Enfin, s'agissant du Protocole de 2005 relatif au Protocole pour la répression d'actes illicites contre la sécurité des plates-formes fixes situées sur le plateau continental, le principal objectif de ce protocole est d'assurer que les Etats parties se dotent d'une législation pénale, là encore permettant de poursuivre efficacement les auteurs d'actes terroristes dirigés contre la sécurité de ce type de plates-formes. Le 13 mai 2008, 18 Etats avaient signé le protocole et 2 l'avaient ratifié.

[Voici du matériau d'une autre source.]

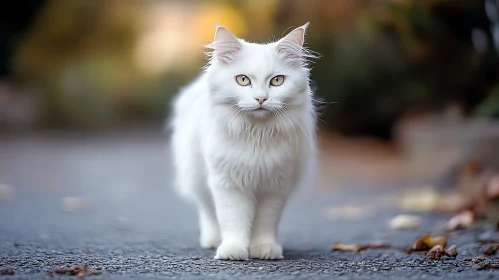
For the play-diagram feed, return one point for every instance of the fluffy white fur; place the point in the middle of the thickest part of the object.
(236, 159)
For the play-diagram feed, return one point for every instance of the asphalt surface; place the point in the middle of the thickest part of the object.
(133, 226)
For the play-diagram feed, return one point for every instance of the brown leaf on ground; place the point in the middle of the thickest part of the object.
(463, 220)
(491, 250)
(427, 242)
(405, 222)
(487, 265)
(438, 251)
(435, 253)
(358, 248)
(452, 251)
(80, 272)
(7, 271)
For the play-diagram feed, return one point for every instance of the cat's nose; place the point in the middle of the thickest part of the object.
(261, 99)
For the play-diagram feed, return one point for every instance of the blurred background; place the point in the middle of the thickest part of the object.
(410, 87)
(105, 65)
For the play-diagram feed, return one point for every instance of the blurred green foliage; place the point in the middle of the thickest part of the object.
(379, 58)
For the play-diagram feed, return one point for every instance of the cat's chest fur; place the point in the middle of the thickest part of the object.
(265, 165)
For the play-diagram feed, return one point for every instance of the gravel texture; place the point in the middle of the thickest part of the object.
(132, 225)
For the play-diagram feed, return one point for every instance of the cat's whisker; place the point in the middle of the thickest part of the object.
(309, 129)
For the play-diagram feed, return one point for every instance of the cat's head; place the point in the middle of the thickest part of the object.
(259, 80)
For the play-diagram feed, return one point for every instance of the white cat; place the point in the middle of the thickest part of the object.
(243, 139)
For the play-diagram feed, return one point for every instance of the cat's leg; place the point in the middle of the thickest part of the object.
(264, 236)
(208, 223)
(235, 211)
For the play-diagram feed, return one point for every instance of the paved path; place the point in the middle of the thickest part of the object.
(134, 227)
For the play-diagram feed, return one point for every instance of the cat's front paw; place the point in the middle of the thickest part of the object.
(266, 251)
(232, 251)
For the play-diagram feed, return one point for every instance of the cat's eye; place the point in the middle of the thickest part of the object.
(277, 81)
(243, 80)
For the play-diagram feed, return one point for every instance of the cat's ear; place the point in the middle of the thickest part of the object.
(292, 44)
(225, 45)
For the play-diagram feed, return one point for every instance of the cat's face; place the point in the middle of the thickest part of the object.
(258, 80)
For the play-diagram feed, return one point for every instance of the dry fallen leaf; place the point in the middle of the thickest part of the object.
(73, 204)
(422, 200)
(358, 248)
(438, 251)
(487, 265)
(427, 242)
(435, 253)
(463, 220)
(405, 222)
(80, 272)
(452, 251)
(491, 250)
(7, 271)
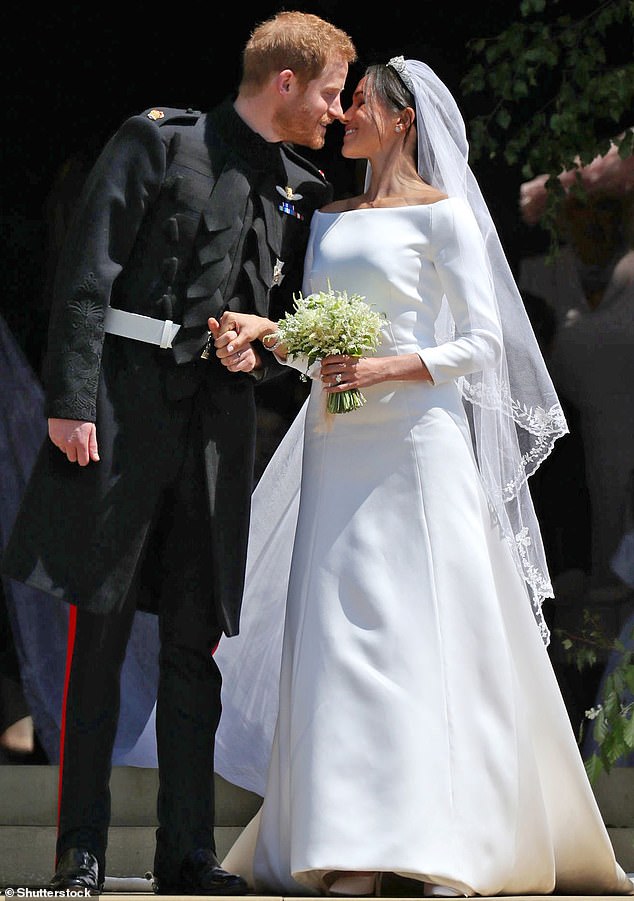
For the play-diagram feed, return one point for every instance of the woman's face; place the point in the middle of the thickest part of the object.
(366, 126)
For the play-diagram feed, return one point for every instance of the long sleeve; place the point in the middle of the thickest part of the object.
(116, 196)
(461, 268)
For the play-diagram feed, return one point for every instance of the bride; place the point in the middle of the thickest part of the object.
(390, 694)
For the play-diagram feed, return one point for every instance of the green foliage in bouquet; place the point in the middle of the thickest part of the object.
(332, 322)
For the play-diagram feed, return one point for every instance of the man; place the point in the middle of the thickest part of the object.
(141, 497)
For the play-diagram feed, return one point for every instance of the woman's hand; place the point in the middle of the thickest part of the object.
(340, 372)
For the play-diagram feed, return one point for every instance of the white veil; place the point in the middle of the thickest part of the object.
(513, 409)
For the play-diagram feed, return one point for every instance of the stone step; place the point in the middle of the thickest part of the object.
(28, 816)
(28, 813)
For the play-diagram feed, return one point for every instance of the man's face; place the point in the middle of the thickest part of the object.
(311, 108)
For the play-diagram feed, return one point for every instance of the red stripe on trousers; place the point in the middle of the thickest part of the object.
(70, 647)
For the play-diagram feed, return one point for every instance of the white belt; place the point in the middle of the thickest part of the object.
(141, 328)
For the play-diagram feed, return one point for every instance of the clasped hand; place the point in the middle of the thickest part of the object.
(233, 337)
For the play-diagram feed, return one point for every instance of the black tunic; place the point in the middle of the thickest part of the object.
(182, 217)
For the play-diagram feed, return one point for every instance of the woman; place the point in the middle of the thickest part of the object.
(418, 729)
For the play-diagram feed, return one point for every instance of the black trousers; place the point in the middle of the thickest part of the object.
(177, 561)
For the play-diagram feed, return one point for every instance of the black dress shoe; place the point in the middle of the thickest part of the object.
(77, 868)
(201, 874)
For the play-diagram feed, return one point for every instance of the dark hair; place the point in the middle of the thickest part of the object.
(384, 83)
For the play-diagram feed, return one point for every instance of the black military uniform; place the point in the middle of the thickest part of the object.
(183, 216)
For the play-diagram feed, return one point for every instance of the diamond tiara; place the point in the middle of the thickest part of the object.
(398, 64)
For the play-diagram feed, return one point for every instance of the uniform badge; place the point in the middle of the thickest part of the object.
(277, 272)
(287, 205)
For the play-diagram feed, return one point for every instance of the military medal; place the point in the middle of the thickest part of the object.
(278, 275)
(287, 205)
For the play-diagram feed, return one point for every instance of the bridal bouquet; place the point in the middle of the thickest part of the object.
(332, 322)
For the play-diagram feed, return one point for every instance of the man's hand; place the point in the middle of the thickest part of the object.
(237, 354)
(76, 439)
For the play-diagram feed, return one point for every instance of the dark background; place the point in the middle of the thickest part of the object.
(75, 71)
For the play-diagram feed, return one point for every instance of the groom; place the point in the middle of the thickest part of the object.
(141, 496)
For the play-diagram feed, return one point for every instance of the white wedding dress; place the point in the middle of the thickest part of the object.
(421, 730)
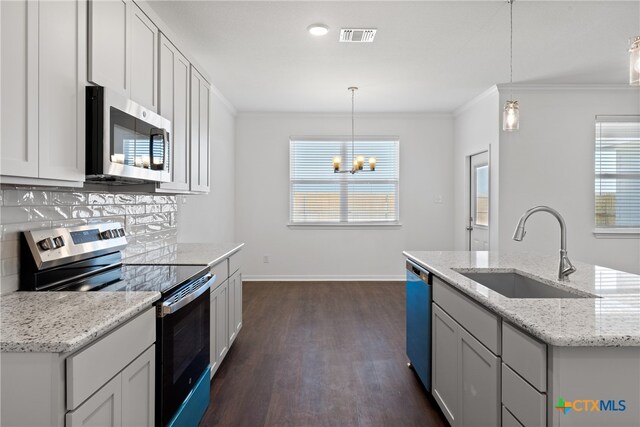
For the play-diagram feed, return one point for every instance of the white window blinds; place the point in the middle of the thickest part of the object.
(320, 196)
(617, 173)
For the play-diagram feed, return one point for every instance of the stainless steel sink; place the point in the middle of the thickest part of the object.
(514, 285)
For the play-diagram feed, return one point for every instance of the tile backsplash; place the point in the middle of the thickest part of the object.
(149, 219)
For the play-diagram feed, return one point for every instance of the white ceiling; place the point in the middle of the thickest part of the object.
(428, 56)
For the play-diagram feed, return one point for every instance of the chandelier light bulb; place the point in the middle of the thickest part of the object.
(511, 116)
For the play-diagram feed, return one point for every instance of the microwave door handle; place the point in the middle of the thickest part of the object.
(163, 133)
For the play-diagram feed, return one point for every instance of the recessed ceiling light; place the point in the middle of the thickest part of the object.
(318, 29)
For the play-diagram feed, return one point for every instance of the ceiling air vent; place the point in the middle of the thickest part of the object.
(357, 35)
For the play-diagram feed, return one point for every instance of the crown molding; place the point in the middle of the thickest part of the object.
(464, 107)
(522, 87)
(376, 115)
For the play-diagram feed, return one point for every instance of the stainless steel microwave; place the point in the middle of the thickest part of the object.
(126, 143)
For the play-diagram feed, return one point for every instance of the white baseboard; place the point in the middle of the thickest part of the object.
(322, 278)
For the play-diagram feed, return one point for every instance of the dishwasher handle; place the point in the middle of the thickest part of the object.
(422, 273)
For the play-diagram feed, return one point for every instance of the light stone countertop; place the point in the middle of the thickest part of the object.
(612, 320)
(62, 322)
(187, 254)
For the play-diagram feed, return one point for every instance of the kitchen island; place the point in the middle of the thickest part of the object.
(533, 361)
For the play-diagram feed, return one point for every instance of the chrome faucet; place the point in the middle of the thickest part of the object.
(566, 268)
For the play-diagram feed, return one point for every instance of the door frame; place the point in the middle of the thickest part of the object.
(468, 203)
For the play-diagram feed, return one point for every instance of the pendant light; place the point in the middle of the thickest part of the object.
(357, 164)
(634, 61)
(511, 113)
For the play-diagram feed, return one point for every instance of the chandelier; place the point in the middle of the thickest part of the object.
(358, 160)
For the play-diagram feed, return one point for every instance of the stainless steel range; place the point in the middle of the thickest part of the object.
(88, 258)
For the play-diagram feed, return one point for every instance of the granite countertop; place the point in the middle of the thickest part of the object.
(610, 319)
(62, 322)
(187, 254)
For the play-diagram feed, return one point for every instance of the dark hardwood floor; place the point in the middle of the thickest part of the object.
(320, 354)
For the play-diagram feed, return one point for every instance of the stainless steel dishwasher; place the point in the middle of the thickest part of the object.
(418, 310)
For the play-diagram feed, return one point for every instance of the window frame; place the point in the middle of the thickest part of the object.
(345, 224)
(600, 231)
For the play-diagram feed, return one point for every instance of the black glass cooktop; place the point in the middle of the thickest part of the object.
(137, 278)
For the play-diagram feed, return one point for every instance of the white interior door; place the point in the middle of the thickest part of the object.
(479, 202)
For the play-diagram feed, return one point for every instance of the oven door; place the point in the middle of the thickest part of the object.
(182, 348)
(126, 141)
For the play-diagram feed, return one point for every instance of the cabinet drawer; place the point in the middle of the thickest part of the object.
(221, 272)
(525, 355)
(235, 262)
(522, 400)
(95, 365)
(481, 323)
(508, 420)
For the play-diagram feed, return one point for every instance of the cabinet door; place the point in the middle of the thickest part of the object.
(478, 383)
(103, 409)
(222, 319)
(236, 281)
(444, 375)
(213, 332)
(174, 105)
(138, 390)
(61, 70)
(144, 60)
(109, 44)
(200, 122)
(231, 315)
(19, 88)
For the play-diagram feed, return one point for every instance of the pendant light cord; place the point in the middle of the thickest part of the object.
(353, 152)
(511, 48)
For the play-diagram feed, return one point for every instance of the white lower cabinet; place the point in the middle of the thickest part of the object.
(102, 409)
(465, 374)
(235, 305)
(138, 390)
(219, 340)
(226, 309)
(126, 400)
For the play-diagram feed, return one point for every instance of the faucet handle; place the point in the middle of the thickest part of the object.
(566, 268)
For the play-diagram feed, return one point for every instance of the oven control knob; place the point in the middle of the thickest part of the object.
(46, 244)
(58, 241)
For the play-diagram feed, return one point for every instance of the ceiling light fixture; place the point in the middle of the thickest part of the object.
(358, 161)
(318, 29)
(634, 61)
(511, 114)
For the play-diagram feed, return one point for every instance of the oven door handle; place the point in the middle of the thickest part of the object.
(170, 308)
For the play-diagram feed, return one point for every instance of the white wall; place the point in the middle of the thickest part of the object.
(210, 218)
(262, 198)
(550, 161)
(476, 129)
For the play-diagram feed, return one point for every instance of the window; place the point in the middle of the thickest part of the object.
(318, 196)
(617, 178)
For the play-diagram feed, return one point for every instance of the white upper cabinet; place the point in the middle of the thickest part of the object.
(61, 71)
(109, 47)
(144, 60)
(43, 69)
(19, 100)
(200, 131)
(174, 105)
(123, 49)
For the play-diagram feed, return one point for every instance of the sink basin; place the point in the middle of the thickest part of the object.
(514, 285)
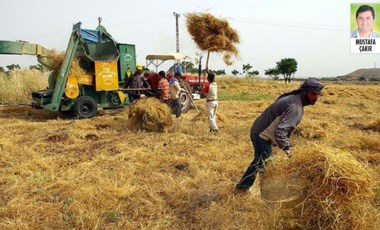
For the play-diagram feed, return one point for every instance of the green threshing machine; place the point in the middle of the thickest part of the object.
(106, 64)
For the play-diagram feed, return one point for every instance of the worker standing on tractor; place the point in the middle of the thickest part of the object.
(175, 89)
(163, 87)
(134, 83)
(211, 92)
(275, 125)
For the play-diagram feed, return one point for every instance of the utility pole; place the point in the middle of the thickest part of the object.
(176, 15)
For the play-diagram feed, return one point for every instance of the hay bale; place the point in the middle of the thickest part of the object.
(321, 189)
(150, 114)
(213, 34)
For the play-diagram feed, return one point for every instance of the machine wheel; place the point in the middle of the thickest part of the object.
(67, 112)
(85, 107)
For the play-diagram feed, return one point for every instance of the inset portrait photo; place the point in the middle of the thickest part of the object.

Les quatre accords permettent en premier lieu un renforcement de la coopération internationale. Ils sont tous compatibles avec la législation suisse et n'appellent aucun ajustement normatif. Il existe aujourd'hui seize conventions et protocoles des Nations Unies contre les diverses formes de terrorisme. Parmi les principales mesures énumérées dans la stratégie globale des Nations Unies adoptées par l'Assemblée générale, on trouve la ratification et la mise en oeuvre des seize conventions et protocoles de lutte contre le terrorisme. La Suisse a déjà ratifié douze de ces instruments globaux des Nations Unies.

Pour preuve de l'importance et de la priorité qu'elle accorde aux mesures multilatérales de lutte contre le terrorisme, la Suisse a contribué très activement à la conclusion des quatre conventions qui font l'objet de notre débat d'aujourd'hui. Il est donc dans l'intérêt de la Suisse de poursuivre sa politique en matière de lutte contre le terrorisme et de devenir Etat partie à la nouvelle convention et aux trois protocoles qui ont trait à la sécurité nucléaire et à la sécurité de la navigation maritime.

Même si la Suisse a été largement épargnée par le terrorisme international, elle tient depuis longtemps la lutte contre ce fléau pour une tâche prioritaire, et elle fait tout ce qui est en son pouvoir pour empêcher que des groupes terroristes ne trouvent un soutien financier et logistique à partir de son territoire. De plus, si nous collaborons étroitement avec les autres Etats et avec les organisations internationales, c'est aussi pour assurer la sécurité de notre propre territoire et de nos ressortissants. [PAGE 285]

Enfin, les quatre conventions exigent aussi le respect des normes internationales en matière de droits humains à l'égard des auteurs présumés d'actes terroristes. Les Etats parties sont tenus de garantir un traitement équitable aux personnes qui font l'objet de mesures de contrainte ou contre lesquelles une procédure est engagée en vertu de la convention.

Les quatre conventions ont été unanimement approuvées par les participants à la consultation que le DFAE a menée et qui s'est achevée le 15 août 2007.

Je vous prie donc de bien vouloir entrer en matière et d'approuver les quatre projets d'arrêtés fédéraux qui vous sont soumis, portant approbation de la nouvelle Convention internationale pour la répression des actes de terrorisme nucléaire et des trois actes portant approbation de révisions relatives à la protection en matière de sécurité nucléaire et maritime contre les actes terroristes.